Deposit: Although not a necessity, a buyer can provide a deposit to the seller to serve as assurance until the closing takes place. A deposit often shows how financially sound the buyer is – although not always the case, a higher the deposit can indicate that the buyer is more financially capable.

Purchase Price: This refers to the amount the buyer has offered to buy the property in question, and can be different from the seller’s asking price.

Closing Date: This refers to the date when the legal ownership would transfer to the buyer, and unless otherwise specified, all payment related matters are taken care of by this time.

Possession Date: This is the date when the buyer actually takes physical possession of the property in question – generally this is the day after completion.

An offer can be drafted with or without conditions. An offer with conditions is known as a conditional offer, and one without conditions is known as a subject free offer. From a buyer’s perspective, both come with their share of advantages and disadvantages.

For example, an offer which relies on a positive home inspection can be withdrawn if the home inspection process reveals any problems. On the other hand, if your offer is subject to your mortgage being approved within a given time frame, you might lose out on the opportunity due to a delay in the approval of your mortgage.

Other clauses that can find their way into conditional offers include, ‘subject to the buyer’s home selling’, ‘subject to the council allowing pets’, etc.

The fewer conditions you have, the greater the incentive for the seller to sell to you and a better stage is set for you to negotiate on the price

Accepting an Offer

Accepting an offer is the home owner’s prerogative, and this is something the purchaser has little to do with. The seller has the right to reject an offer, make a counter offer or accept an offer as it is (the chances of which are slim).

Counter offers not only address the price, but can also address aspects like the closing date, inclusions/exclusions, etc. Offers can also be countered multiple times before an agreement is reached. Typically we see offers go back and forth on an average of three times although there have been cases where that has reached as many as ten times!

If you don’t like the counter-offer, saying no is your prerogative. Know that when sellers make counter offers they would not want to give you too much time to make your decision, because, among other things, they know you are likely considering other alternatives. Bear in mind that until the deal is finalized the seller has the right to show the home to more potential buyers, and will probably do so. Only when all the ‘subject to’ clauses have been removed and all the conditions have been met will you have a binding agreement.

Closing

And now for the most exciting part – closing the deal and moving day! Here are some things you should do before your closing:

  • Arrange for all relevant insurances (home, fire, and mortgage).
  • Make sure that all the paperwork with your lender is complete so that it does not cause any delay in the closing.
  • Take into account all additional fees - your lawyer, property taxes, insurance premiums, moving costs, renovation costs etc.
  • Arrange for basic services and utilities like cable TV, phone, electricity and gas to be connected or transferred to your namebefore you move in.
  • Be sure to check that all appliances are working upon possession – don’t leave this for even a few days!
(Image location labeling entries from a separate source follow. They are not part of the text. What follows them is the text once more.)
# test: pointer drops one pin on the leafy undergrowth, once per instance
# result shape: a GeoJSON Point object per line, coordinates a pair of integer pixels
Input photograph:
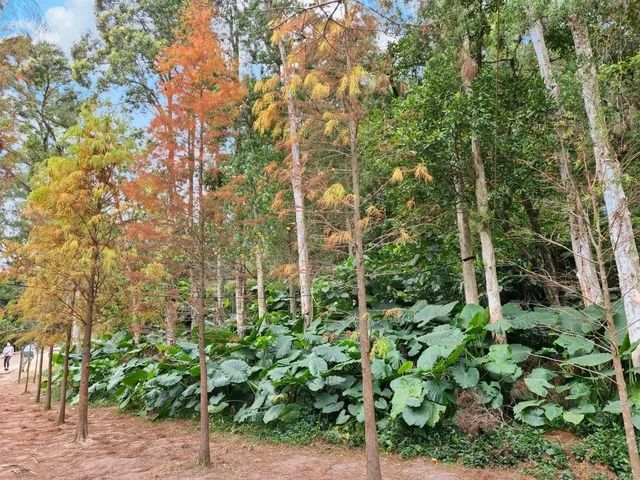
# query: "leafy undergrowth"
{"type": "Point", "coordinates": [519, 447]}
{"type": "Point", "coordinates": [606, 446]}
{"type": "Point", "coordinates": [442, 388]}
I've heard of situations where a buyer has moved into their new home the day before they were to leave for a two week trip. Because of their immediate departure they did not have time to use the washer and dryer. Upon their return after 14 days away they unpacked two suitcases of laundry only to discover that the washer did not work. The sellers argued that the washer was in working order on possession date. Although it was stipulated by the buyers that all appliances be in proper working order on possession, they could not guarantee that that was the case or prove when the washer broke – in the end they had to pay for the repairs themselves.